Repeated Minor Pagefaults at Same Address After Calling mlockall() - linux

The Problem
In the course of attempting to reduce/eliminate the occurrence of minor pagefaults in an application, I discovered a confusing phenomenon; namely, I am repeatedly triggering minor pagefaults for writes to the same address, even though I thought I had taken sufficient steps to prevent pagefaults.
Background
As per the advice here, I called mlockall to lock all current and future pages into memory.
In my original use-case (which involved a rather large array) I also pre-faulted the data by writing to every element (or at least to every page) as per the advice here; though I realize the advice there is intended for users running a kernel with the RT patch, the general idea of forcing writes to thwart COW / demand paging should remain applicable.
I had thought that mlockall could be used to prevent minor page faults. While the man page only seems to guarantee that there will be no major faults,various other resources (e.g. above) state that it can be used to prevent minor page faults as well.
The kernel documentation seems to indicate this as well. For example, unevictable-lru.txt and pagemap.txt state that mlock()'ed pages are unevictable and therefore not suitable for reclamation.
In spite of this, I continued to trigger several minor pagefaults.
Example
I've created an extremely stripped down example to illustrate the problem:
#include <sys/mman.h> // mlockall
#include <stdlib.h> // abort
int main(int , char **) {
int x;
if (mlockall(MCL_CURRENT | MCL_FUTURE)) abort();
while (true) {
asm volatile("" ::: "memory"); // So GCC won't optimize out the write
x = 0x42;
}
return 0;
}
Here I repeatedly write to the same address. It is easy to see (e.g. via cat /proc/[pid]/status | awk '{print $10}') that I continue to have minor pagefaults long after the initialization is complete.
Running a modified version* of the pfaults.stp script included in systemtap-doc, I logged the time of each pagefault, address that triggered the fault, address of the instruction that triggered the fault, whether it was major/minor, and read/write. After the initial faults from startup and mlockall, all faults were identical: The attempt to write to x triggered a minor write fault.
The interval between successive pagefaults displays a striking pattern. For one particular run, the intervals were, in seconds:
2, 4, 4, 4.8, 8.16, 13.87, 23.588, 40.104, 60, 60, 60, 60, 60, 60, 60, 60, 60, ...
This appears to be (approximately) exponential back-off, with an absolute ceiling of 1 minute.
Running it on an isolated CPU has no impact; neither does running with a higher priority. However, running with a realtime priority eliminates the pagefaults.
The Questions
Is this behavior expected?
1a. What explains the timing?
Is it possible to prevent this?
Versions
I'm running Ubuntu 14.04, with kernel 3.13.0-24-generic and Systemtap version 2.3/0.156, Debian version 2.3-1ubuntu1 (trusty). Code compiled with gcc-4.8 with no extra flags, though optimization level doesn't seem to matter (provided the asm volatile directive is left in place; otherwise the write gets optimized out entirely)
I'm happy to include further details (e.g. exact stap script, original output, etc.) if they will prove relevant.
*Actually, the vm.pagefault probe was broken for my combination of kernel and systemtap because it referenced a variable that no longer existed in the kernel's handle_mm_fault function, but the fix was trivial)

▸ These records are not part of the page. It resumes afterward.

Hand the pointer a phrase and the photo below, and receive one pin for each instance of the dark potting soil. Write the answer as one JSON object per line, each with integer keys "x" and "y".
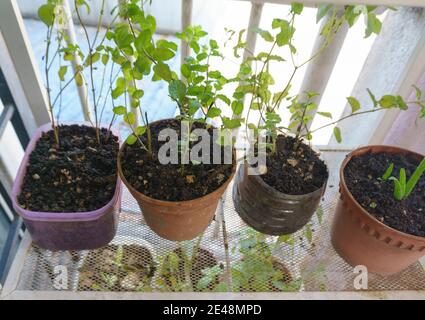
{"x": 166, "y": 181}
{"x": 78, "y": 175}
{"x": 362, "y": 175}
{"x": 294, "y": 171}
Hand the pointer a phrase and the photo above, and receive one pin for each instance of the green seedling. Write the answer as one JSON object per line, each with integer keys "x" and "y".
{"x": 388, "y": 173}
{"x": 402, "y": 187}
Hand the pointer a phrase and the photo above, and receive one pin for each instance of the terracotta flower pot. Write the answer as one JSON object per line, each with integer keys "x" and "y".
{"x": 269, "y": 211}
{"x": 180, "y": 220}
{"x": 360, "y": 239}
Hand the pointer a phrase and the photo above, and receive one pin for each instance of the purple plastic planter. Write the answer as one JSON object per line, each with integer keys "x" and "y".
{"x": 71, "y": 230}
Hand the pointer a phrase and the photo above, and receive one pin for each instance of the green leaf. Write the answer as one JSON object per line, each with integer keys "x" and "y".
{"x": 237, "y": 107}
{"x": 213, "y": 44}
{"x": 140, "y": 130}
{"x": 162, "y": 54}
{"x": 374, "y": 25}
{"x": 92, "y": 59}
{"x": 130, "y": 118}
{"x": 131, "y": 139}
{"x": 46, "y": 13}
{"x": 373, "y": 98}
{"x": 119, "y": 89}
{"x": 398, "y": 195}
{"x": 224, "y": 98}
{"x": 286, "y": 31}
{"x": 213, "y": 112}
{"x": 79, "y": 79}
{"x": 163, "y": 71}
{"x": 418, "y": 92}
{"x": 322, "y": 10}
{"x": 325, "y": 114}
{"x": 185, "y": 70}
{"x": 105, "y": 59}
{"x": 177, "y": 90}
{"x": 231, "y": 123}
{"x": 413, "y": 180}
{"x": 403, "y": 181}
{"x": 62, "y": 72}
{"x": 388, "y": 173}
{"x": 162, "y": 43}
{"x": 319, "y": 214}
{"x": 388, "y": 101}
{"x": 138, "y": 94}
{"x": 308, "y": 233}
{"x": 143, "y": 40}
{"x": 120, "y": 110}
{"x": 401, "y": 103}
{"x": 337, "y": 134}
{"x": 297, "y": 7}
{"x": 354, "y": 104}
{"x": 264, "y": 34}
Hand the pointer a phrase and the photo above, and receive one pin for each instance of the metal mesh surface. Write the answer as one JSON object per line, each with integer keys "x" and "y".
{"x": 139, "y": 260}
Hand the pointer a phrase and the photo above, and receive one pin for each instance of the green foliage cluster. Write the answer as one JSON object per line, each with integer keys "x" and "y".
{"x": 403, "y": 187}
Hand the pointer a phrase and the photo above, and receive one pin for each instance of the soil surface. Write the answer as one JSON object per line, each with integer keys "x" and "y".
{"x": 117, "y": 268}
{"x": 78, "y": 175}
{"x": 362, "y": 176}
{"x": 167, "y": 181}
{"x": 204, "y": 259}
{"x": 294, "y": 171}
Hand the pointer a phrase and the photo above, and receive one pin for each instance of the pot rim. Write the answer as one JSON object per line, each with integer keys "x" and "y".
{"x": 321, "y": 189}
{"x": 343, "y": 185}
{"x": 165, "y": 202}
{"x": 58, "y": 216}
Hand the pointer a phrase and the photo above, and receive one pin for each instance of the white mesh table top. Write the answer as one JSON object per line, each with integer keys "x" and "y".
{"x": 314, "y": 263}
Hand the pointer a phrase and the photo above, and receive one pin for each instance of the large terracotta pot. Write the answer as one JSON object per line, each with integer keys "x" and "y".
{"x": 361, "y": 239}
{"x": 180, "y": 220}
{"x": 269, "y": 211}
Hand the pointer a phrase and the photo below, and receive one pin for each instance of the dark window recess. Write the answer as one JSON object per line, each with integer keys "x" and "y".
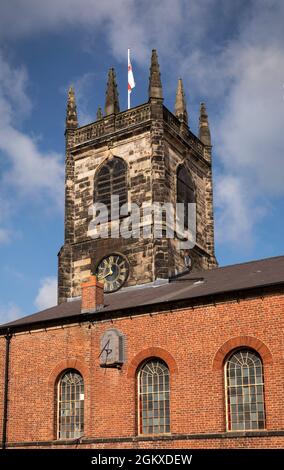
{"x": 185, "y": 190}
{"x": 111, "y": 180}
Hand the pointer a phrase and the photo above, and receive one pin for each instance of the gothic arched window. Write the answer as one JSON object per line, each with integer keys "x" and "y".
{"x": 244, "y": 391}
{"x": 70, "y": 405}
{"x": 110, "y": 180}
{"x": 185, "y": 190}
{"x": 154, "y": 398}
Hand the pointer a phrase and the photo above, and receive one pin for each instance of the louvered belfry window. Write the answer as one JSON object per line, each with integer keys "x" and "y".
{"x": 111, "y": 179}
{"x": 154, "y": 398}
{"x": 70, "y": 405}
{"x": 185, "y": 190}
{"x": 244, "y": 391}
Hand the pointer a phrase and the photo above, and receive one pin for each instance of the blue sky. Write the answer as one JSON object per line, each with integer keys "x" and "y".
{"x": 229, "y": 54}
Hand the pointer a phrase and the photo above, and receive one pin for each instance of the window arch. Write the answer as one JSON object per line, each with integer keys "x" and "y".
{"x": 111, "y": 179}
{"x": 185, "y": 190}
{"x": 70, "y": 405}
{"x": 244, "y": 391}
{"x": 154, "y": 397}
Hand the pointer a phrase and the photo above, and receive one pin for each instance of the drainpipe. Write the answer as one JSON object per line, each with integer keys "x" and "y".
{"x": 8, "y": 337}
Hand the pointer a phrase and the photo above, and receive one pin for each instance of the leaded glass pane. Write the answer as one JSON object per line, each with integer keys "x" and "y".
{"x": 244, "y": 379}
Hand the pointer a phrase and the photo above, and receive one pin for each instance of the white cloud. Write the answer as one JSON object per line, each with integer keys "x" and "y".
{"x": 27, "y": 171}
{"x": 4, "y": 235}
{"x": 47, "y": 293}
{"x": 229, "y": 53}
{"x": 9, "y": 313}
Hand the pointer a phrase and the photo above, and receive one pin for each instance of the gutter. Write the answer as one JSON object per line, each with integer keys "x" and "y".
{"x": 8, "y": 337}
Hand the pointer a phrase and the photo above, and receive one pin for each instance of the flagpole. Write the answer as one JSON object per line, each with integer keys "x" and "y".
{"x": 128, "y": 91}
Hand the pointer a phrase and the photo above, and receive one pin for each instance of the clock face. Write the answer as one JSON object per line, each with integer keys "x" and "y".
{"x": 113, "y": 271}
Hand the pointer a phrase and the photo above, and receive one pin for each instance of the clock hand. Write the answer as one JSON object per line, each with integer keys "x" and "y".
{"x": 105, "y": 275}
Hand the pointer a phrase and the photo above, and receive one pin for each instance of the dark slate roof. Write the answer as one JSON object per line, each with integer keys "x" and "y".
{"x": 190, "y": 286}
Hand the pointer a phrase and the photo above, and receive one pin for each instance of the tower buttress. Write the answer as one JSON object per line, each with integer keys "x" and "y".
{"x": 204, "y": 130}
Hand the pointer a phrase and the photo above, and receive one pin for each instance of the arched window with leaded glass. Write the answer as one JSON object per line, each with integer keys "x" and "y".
{"x": 154, "y": 398}
{"x": 244, "y": 391}
{"x": 70, "y": 405}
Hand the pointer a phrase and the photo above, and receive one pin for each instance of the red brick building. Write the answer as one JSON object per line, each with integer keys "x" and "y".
{"x": 171, "y": 356}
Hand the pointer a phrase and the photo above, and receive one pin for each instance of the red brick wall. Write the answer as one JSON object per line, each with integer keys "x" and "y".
{"x": 192, "y": 342}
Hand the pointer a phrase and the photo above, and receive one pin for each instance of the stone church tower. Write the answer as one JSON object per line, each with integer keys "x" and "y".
{"x": 145, "y": 155}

#fche's mention of Transparent Huge Pages put me onto the right track.
A less careless read of the kernel documentation I linked to in the question shows that mlock does not prevent the kernel from migrating the page to a new page frame; indeed, there's an entire section devoted to migrating mlocked pages. Thus, simply calling mlock() does not guarantee that you will not experience any minor pagefaults
Somewhat belatedly, I see that this answer quotes the same passage and partially answers my question.
One of the reasons the kernel might move pages around is memory compaction, whereby the kernel frees up a large contiguous block of pages so a "huge page" can be allocated. Transparent huge pages can be easily disabled; see e.g. this answer.
My particular test case was the result of some NUMA balancing changes introduced in the 3.13 kernel.
Quoting the LWN article linked therein:
The scheduler will periodically scan through each process's address
space, revoking all access permissions to the pages that are currently
resident in RAM. The next time the affected process tries to access
that memory, a page fault will result. The scheduler will trap that
fault and restore access to the page in question...
This behavior of the scheduler can be disabled by setting the NUMA policy of the process to explicitly use a certain node. This can be done using numactl at the command line (e.g. numactl --membind=0) or a call to the libnuma library.
EDIT: The sysctl documentation explicitly states regarding NUMA balancing:
If the target workload is already bound to NUMA nodes then this feature should be disabled.
This can be done with sysctl -w kernel.numa_balancing=0
There may still be other causes for page migration, but this sufficed for my purposes.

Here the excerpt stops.